Mega Star presents the film in an aspect ratio of 1.78:1 approximately, with anamorphic enhancement. An expectedly sharp and suitably detailed print for a new film that is only let down by some print damage at points.
The Cantonese Dolby Digital 5.1 track features clear dialogue and decent expansion of the fronts whenever music kicks in. Cantonese DTS 5.1 and Mandarin Dolby Digital 5.1 options are also available.
The English subtitles are largely error free and easy to follow. Traditional and simplified Chinese subtitles are also included.

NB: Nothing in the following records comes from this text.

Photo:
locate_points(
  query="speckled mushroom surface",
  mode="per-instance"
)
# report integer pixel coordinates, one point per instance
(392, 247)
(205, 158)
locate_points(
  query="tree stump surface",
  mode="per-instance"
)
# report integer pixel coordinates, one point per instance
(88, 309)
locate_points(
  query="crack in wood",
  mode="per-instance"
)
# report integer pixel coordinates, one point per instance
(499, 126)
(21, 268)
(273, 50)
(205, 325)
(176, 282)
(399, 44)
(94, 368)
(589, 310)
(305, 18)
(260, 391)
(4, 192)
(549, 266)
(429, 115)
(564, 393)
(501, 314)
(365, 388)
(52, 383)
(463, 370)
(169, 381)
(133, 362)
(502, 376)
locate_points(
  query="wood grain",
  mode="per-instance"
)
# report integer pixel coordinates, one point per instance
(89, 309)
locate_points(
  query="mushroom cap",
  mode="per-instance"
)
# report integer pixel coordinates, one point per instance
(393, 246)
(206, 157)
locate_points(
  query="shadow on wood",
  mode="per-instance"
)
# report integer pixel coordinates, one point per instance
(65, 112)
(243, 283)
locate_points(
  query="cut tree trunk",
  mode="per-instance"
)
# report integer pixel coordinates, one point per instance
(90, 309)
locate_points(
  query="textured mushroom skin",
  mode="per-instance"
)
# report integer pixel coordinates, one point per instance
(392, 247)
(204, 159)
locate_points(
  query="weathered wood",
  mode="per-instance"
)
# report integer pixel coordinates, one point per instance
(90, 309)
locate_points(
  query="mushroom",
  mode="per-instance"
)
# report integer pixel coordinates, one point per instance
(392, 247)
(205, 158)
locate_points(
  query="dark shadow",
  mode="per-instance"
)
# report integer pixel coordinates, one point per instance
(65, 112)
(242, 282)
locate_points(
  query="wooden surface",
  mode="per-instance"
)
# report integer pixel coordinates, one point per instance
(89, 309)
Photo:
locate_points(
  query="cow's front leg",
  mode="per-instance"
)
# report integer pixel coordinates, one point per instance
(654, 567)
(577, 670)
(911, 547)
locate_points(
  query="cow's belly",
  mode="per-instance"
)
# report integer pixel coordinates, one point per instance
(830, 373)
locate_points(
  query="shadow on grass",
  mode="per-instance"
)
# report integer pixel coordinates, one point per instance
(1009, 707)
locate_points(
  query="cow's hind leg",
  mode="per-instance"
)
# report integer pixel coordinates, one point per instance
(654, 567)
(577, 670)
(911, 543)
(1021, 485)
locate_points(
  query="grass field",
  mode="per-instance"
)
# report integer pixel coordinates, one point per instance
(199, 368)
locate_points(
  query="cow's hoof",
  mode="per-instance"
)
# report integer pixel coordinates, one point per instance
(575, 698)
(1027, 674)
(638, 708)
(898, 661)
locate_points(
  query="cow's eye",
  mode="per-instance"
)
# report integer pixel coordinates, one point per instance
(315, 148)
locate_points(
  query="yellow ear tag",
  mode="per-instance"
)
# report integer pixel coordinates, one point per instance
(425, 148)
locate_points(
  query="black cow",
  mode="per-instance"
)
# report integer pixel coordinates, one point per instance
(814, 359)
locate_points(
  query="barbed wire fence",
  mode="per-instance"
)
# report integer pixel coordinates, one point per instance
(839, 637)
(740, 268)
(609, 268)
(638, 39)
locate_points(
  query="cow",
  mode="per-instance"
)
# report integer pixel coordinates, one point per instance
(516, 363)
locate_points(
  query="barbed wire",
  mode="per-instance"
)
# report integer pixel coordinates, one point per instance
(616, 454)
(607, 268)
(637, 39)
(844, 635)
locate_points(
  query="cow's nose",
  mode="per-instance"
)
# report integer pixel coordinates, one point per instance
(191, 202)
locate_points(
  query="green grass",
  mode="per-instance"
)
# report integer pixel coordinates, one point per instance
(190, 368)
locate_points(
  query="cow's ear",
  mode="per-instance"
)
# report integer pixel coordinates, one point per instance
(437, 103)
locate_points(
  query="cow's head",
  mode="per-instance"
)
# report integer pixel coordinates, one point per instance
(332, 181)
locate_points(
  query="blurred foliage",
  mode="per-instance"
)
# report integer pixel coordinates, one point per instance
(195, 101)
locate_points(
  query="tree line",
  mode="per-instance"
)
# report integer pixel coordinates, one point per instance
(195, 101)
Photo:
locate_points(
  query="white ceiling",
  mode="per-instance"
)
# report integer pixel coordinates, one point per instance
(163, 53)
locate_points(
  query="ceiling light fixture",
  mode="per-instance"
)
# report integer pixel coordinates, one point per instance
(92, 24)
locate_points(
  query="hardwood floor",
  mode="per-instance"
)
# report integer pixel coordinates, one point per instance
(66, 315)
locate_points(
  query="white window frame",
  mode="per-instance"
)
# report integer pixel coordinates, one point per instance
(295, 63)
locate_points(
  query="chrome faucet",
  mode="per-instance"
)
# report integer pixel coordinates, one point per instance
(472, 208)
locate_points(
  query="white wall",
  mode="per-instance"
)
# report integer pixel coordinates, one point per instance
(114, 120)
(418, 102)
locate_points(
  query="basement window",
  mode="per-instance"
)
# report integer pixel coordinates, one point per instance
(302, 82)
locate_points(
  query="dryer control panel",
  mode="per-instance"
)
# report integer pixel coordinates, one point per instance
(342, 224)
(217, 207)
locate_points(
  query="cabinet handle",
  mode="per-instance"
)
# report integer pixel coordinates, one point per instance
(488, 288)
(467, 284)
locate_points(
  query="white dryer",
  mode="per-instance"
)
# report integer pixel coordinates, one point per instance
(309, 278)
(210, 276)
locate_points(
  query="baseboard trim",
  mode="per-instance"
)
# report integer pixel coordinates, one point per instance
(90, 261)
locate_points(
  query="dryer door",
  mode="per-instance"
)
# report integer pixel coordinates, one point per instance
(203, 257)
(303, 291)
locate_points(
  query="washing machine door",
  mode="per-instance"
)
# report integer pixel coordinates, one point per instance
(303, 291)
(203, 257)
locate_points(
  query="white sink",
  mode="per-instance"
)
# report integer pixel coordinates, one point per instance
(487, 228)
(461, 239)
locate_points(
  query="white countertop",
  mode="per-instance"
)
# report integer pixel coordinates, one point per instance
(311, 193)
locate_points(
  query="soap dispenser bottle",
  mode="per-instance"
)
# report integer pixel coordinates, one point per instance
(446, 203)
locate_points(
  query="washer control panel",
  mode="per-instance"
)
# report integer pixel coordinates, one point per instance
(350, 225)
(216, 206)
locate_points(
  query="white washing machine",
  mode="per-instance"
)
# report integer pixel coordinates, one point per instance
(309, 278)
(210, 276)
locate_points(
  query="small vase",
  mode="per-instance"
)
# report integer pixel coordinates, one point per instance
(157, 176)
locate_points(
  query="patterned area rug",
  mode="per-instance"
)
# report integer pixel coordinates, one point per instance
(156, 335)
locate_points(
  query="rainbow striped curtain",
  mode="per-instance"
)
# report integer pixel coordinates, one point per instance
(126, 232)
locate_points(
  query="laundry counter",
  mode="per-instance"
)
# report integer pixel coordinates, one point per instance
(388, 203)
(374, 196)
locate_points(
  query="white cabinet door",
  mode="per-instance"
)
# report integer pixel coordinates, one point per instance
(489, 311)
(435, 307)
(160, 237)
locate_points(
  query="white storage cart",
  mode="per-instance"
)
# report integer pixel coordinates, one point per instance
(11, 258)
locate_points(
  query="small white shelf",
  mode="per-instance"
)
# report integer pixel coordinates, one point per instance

A minor extras section is offered up but true to form, Mega Star at best includes only permanent Chinese subtitles. Such is the case for the Making of (10 minutes). Maybe some worthwhile discussion occurs in the otherwise standard program formula but I wouldn't know. A Guide To Breast Healthcare (9 minutes, 22 seconds) is hosted by Lydia Shum and certainly intends to provide good information. Hope that's the case. Sandra Ng also appears, which is no coincidence since her character in Juliet In Love also had breast cancer.
Two music videos comes next, one for the awful "You'll Shine Again" and a Chinese language track I'm unable to identify. Has there ever been more than one or two performance MV's made in Hong Kong? Yes, these are set to movie clips only and are automatically dead boring because of it. Deleted scene (5 minutes, 22 seconds) contains 7 cut/extended clips that largely seem redundant. More of Bingo anxiety about her cancer arises some interest but it's nothing that isn't already understood within confines of the feature.
Out-takes (1 minute, 25 seconds) shows actors flubbing lines. Wowza. The trailer has our only glimpse at an English translation on an extra and further promotional materials appear in the form of 3 TV Spots. Finishing the special features is the Cast & Credits section, holding dual language cast & crew listing.